Karahan, Türk lirası tasarrufların teşvik edilmesine ilişkin soruya da şu yanıtı verdi:

"Şu anki mevduat faizi en son bizim elimizdeki veride ortalama yüzde 67-68 civarında, 3 ay vadeli mevduattan bahsediyorum. Bu durumda çok ciddi reel getiri olduğu aşikar. Dolayısıyla zaten bunu piyasa hareketlerinden de görüyoruz. Burada sadece sözde kalmıyor, insanların çok hızlı bir şekilde yurt içi yerleşiklerin vatandaşlarımızın dövizlerini bozdurup Türk lirasına geçtiğini görüyoruz. Burada net bir pozitif getiriden kesinlikle söz edebiliriz."

- "İLERİYE DÖNÜK BEKLENTİLERİMİZ SON DERECE OLUMLU"

Başkan Yardımcısı Cevdet Akçay da bir soru üzerine enflasyon tahminindeki kaymanın çok önemli olmadığını, değişik senaryolarda yüzde 36 hedefinin tutturulmasının mümkün olduğunu söyledi.

Martta yaptıkları sıkılaşmanın etkisini nisanda görmeye başladıklarını anlatan Akçay, şunları kaydetti:

"Genelde etkiler 6-9 ay gecikmeyle gelir. Biz sadece politika faizini artırmadık. Yanında bazı finansal kısıtlar da getirdik. Biz biraz daha güvenli noktaya yüzde 38'e çektik ama bandın üst tarafını kesinlikle aşacağımız kanaatinde değiliz. Yüzde 42'inin içinde kalma ihtimalimizin çok yüksek olduğunu düşünüyoruz. Bizim işimiz aslında endişeleri yönetmek. İyi senaryoyu çok fazla baz alarak gitmiyoruz, sapmalarımız daha çok endişe tarafında. Sert inişin zorunlu olduğu durum vardı. Aktarım mekanizmanız zayıfsa sert iniş kaçınılmaz. Bizim uzun zamandır yapmaya çalıştığımız mekanizmayı güçlendirmek. Marttan itibaren bu mekanizmayı güçlendirdiğimiz kanaatindeyiz. İleriye dönük beklentilerimiz son derece olumlu. Bandın genişliği konusunda içimiz rahat."

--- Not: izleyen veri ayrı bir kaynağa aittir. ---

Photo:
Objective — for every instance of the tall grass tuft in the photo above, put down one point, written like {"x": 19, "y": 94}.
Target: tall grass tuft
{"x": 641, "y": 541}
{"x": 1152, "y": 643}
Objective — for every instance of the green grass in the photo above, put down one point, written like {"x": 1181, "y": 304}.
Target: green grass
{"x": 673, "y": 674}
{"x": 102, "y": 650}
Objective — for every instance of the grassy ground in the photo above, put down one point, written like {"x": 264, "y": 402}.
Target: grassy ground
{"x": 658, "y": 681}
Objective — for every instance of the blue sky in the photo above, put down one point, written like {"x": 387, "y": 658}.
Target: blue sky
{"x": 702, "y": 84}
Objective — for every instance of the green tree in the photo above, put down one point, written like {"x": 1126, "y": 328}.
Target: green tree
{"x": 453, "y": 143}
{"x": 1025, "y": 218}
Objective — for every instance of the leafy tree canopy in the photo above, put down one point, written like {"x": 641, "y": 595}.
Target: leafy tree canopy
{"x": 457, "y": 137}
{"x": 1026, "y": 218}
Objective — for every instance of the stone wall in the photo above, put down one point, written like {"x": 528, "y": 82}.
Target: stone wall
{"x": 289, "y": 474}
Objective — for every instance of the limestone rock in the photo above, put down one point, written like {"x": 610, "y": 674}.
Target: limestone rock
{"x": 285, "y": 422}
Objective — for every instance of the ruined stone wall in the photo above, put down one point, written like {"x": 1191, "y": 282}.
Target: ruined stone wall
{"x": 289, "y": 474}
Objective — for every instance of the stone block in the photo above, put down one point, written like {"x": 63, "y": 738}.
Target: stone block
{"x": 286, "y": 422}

Başkan Yardımcısı Hatice Karahan da yabancı ülke merkez bankalarıyla yaptıkları para takası anlaşmalarında asıl amaçlarının ikili ticaretin güçlendirilmesi, doğrudan yatırım ve finansal işbirliklerinin artırılması olduğunu belirterek, bu anlaşmaların ilerleyen dönemde de ikili ilişkiler kapsamında belirlenerek devam edeceğini ifade etti.